Rachel Bronson, president and CEO of the Bulletin of the Atomic Scientists, explained that the clock’s keepers had kept the clock so close to midnight for so long over fears that Russia might invade Ukraine and raise nuclear tensions. “In February 2022, weeks after our announcement, our fears were born out,” Bronson said during the presentation that set the clock at 90 seconds to midnight. “Russia's thinly veiled threats to use nuclear weapons remind the world that escalation of the conflict by accident, intention, or miscalculation is a terrible risk. The possibilities that the conflict could spin out of anyone’s control remains high.”

According to Bronson, the decision to move the clock forward 10 seconds was “largely, but not exclusively, because of the mounting dangers of the war in Ukraine.” 

To say tensions are high is an understatement. Since it escalated its invasion in 2022, Russia has repeatedly threatened nuclear war with NATO. Former Russian president and current deputy chairman of the Kremlin’s Security Council, Dmitry Medvedev recently warned the world that a loss of Ukraine for Russia might mean nuclear war. Moscow has deployed new hypersonic nuclear-capable missiles, built a new super torpedo powered by a nuclear engine, and put its nuclear forces on high alert.
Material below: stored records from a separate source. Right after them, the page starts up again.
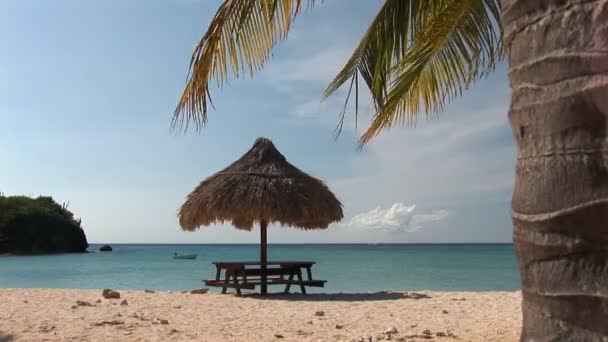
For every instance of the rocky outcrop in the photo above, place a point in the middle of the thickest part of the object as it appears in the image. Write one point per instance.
(38, 225)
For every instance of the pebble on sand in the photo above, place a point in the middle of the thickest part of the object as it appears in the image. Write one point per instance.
(391, 331)
(199, 291)
(83, 303)
(109, 293)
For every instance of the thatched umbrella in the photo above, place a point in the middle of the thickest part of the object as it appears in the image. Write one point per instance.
(262, 186)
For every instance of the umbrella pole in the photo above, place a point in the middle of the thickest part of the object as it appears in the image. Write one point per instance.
(263, 256)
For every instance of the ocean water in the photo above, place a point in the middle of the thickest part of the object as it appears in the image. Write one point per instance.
(347, 267)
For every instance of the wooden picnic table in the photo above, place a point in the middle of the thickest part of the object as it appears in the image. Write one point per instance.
(247, 274)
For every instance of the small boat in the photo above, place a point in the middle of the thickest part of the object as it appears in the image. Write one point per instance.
(185, 256)
(105, 248)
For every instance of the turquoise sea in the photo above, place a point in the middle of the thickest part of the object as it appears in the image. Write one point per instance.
(347, 267)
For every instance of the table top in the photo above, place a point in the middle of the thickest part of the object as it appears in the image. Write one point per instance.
(256, 263)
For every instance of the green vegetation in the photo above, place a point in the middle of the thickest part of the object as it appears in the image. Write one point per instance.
(38, 225)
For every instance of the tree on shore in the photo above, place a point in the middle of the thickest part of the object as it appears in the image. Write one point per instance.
(38, 225)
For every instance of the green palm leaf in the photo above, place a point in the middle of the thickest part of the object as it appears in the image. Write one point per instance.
(420, 54)
(238, 40)
(461, 44)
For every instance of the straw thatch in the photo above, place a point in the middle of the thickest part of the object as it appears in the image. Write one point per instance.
(261, 185)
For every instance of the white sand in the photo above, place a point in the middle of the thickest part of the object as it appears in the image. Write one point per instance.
(46, 315)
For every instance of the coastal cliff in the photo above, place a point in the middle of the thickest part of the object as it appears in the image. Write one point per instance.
(38, 225)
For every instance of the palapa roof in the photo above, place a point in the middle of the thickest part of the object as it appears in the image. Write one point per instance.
(262, 184)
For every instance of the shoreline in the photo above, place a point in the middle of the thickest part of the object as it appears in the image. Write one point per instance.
(55, 315)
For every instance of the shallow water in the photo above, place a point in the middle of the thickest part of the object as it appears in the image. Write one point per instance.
(347, 267)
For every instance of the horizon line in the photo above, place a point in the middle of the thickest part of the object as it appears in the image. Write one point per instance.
(303, 243)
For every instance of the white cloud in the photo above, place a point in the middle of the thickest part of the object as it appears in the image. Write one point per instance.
(320, 67)
(399, 217)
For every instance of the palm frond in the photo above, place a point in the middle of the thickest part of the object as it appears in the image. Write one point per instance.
(420, 54)
(461, 45)
(239, 40)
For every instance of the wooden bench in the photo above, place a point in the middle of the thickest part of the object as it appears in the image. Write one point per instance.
(246, 275)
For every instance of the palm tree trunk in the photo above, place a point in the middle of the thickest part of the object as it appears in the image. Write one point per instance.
(558, 70)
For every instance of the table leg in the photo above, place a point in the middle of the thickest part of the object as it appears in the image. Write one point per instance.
(302, 287)
(288, 287)
(236, 284)
(226, 280)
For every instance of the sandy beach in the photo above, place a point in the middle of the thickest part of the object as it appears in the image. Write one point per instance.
(56, 315)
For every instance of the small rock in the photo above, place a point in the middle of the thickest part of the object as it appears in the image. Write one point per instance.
(415, 295)
(108, 293)
(114, 322)
(199, 291)
(83, 303)
(391, 331)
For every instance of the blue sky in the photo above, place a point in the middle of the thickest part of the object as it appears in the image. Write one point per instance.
(88, 90)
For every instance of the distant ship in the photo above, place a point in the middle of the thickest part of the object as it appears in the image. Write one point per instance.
(185, 256)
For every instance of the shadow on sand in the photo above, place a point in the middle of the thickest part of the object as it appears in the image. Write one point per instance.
(338, 297)
(5, 337)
Later this year, members of the Group of Seven (G7), will meet in Hiroshima. It’s a symbolic meeting because the Japanese city is one of the only places in the world to feel the devastating effects of nuclear war. The G7 was once the G8, but Russia was suspended from the group after its annexation of Crimea in 2014. 

Beatrice Fihn, the executive director of the International Campaign to Abolish Nuclear Weapons, invoked the memory of Hiroshima in her statement about the Doomsday Clock. “We have had enough of the Doomsday Clock warnings being followed by inaction,” she told Motherboard in a statement. “The leaders of the G7, all of whom either command nuclear arsenals or support the use of nuclear weapons, must seize the moment of their meeting in the first city to have been devastated by an atomic bomb at huge human cost to tell us how they will work with Russia and China to fulfill the commitment to disarm they have all made.”